On pourra, entre deux représentations, découvrir et admirer le plus grand ensemble d’objets patrimoniaux du spectacle et de l’art forain du XIX° siècle. Et pour que la journée soit inoubliable 2 tickets attractions sont offerts pour chaque entrée achetée.
Il faudra prévoir au moins 2 heures sur place. Une restauration légère sera disponible en extérieur auprès de plusieurs foodtrucks mais sans places assises.
J’avais découvert les lieux à l'occasion d’un évènement comme cet endroit en est souvent le cadre, mais je n'avais pas eu l'opportunité d'y revenir, en raison de la pandémie et ensuite d'un emploi du temps trop chargé.
La présentation du programme des réjouissances, organisée ce matin pour la presse, m'a permis de visiter l'essentiel du musée avec la meilleure des guides possible, Clémentine Favand, la Directrice Générale qui est aussi la fille du créateur de cet endroit extraordinaire, et avec Béatrice Lassus, Directrice adjointe, chargée des relations extérieures et du marketing.
Cet article risquant d'être très long si je vous raconte tout je me focaliserai aujourd'hui sur le programme du festival et je consacrerai un billet spécifique à la visite. Je ferai aussi probablement le compte-rendu d'une journée passée en immersion en période de festival pour être tout à fait complète.

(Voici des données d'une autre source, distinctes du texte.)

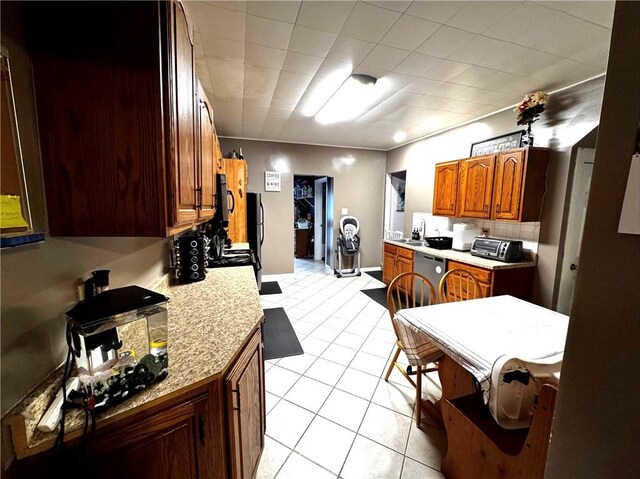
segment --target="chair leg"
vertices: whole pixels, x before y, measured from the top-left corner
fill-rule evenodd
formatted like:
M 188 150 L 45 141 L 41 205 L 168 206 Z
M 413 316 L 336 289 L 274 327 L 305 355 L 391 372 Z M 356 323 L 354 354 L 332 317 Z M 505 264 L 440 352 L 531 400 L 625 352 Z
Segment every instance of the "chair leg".
M 418 377 L 416 378 L 416 426 L 420 427 L 422 415 L 422 366 L 418 366 Z
M 389 376 L 391 376 L 391 371 L 393 371 L 393 366 L 396 364 L 398 356 L 400 356 L 400 345 L 398 344 L 398 341 L 396 341 L 396 352 L 393 353 L 393 357 L 391 358 L 391 362 L 389 362 L 389 367 L 387 368 L 387 373 L 384 375 L 384 380 L 387 382 L 389 382 Z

Nous avons été accueillis dans l'ancienne salle de bal, pourvue d'alcôves pour s'y reposer de l'étourdissement provoqué par les miroirs. Le Magic Mirror est entièrement fabriqué en bois, pour être facilement instalable de ville en ville pour faire danser les gens.C'est dans cette salle que se produiront Philou et Billy, des danseurs de claquettes qui entraineront tout le monde sur la piste pour danser le charleston, la java, ou moins connu, le ska.
Pour l'heure, quelques costumes ont été installés dans la salle pour nous donner un aperçu du parcours enchanteur, plein de couleurs, de paillettes, de plumes et d’extravagance que le public suivra pendant la manifestation dans chacun des cinq espaces que constituent les Pavillons de Bercy.
A côté du clown blanc, au centre, voici le costume d'une choriste du royaume de Siam provenant du spectacle The King and I (Le Roi et Moi) de Richard Rodgers et Oscar Hamerstein, mis en scène par Lee Blakeley au Théâtre du Châtelet en 2014.
Le costume de clown blanc est attribué à François Lesage. Il est en satin de soie, paillettes et sequins. A droite c'est un costume de danseur réalisé dans les ateliers de l'Opéra de Paris en velours peint et strass. Il a été porté par Tomio Mohri dans Le Lac des Cygnes, mis en scène par Patrice Bart, chorégraphie de Vladimir Bourmeister, Opéra Bastille, 1992.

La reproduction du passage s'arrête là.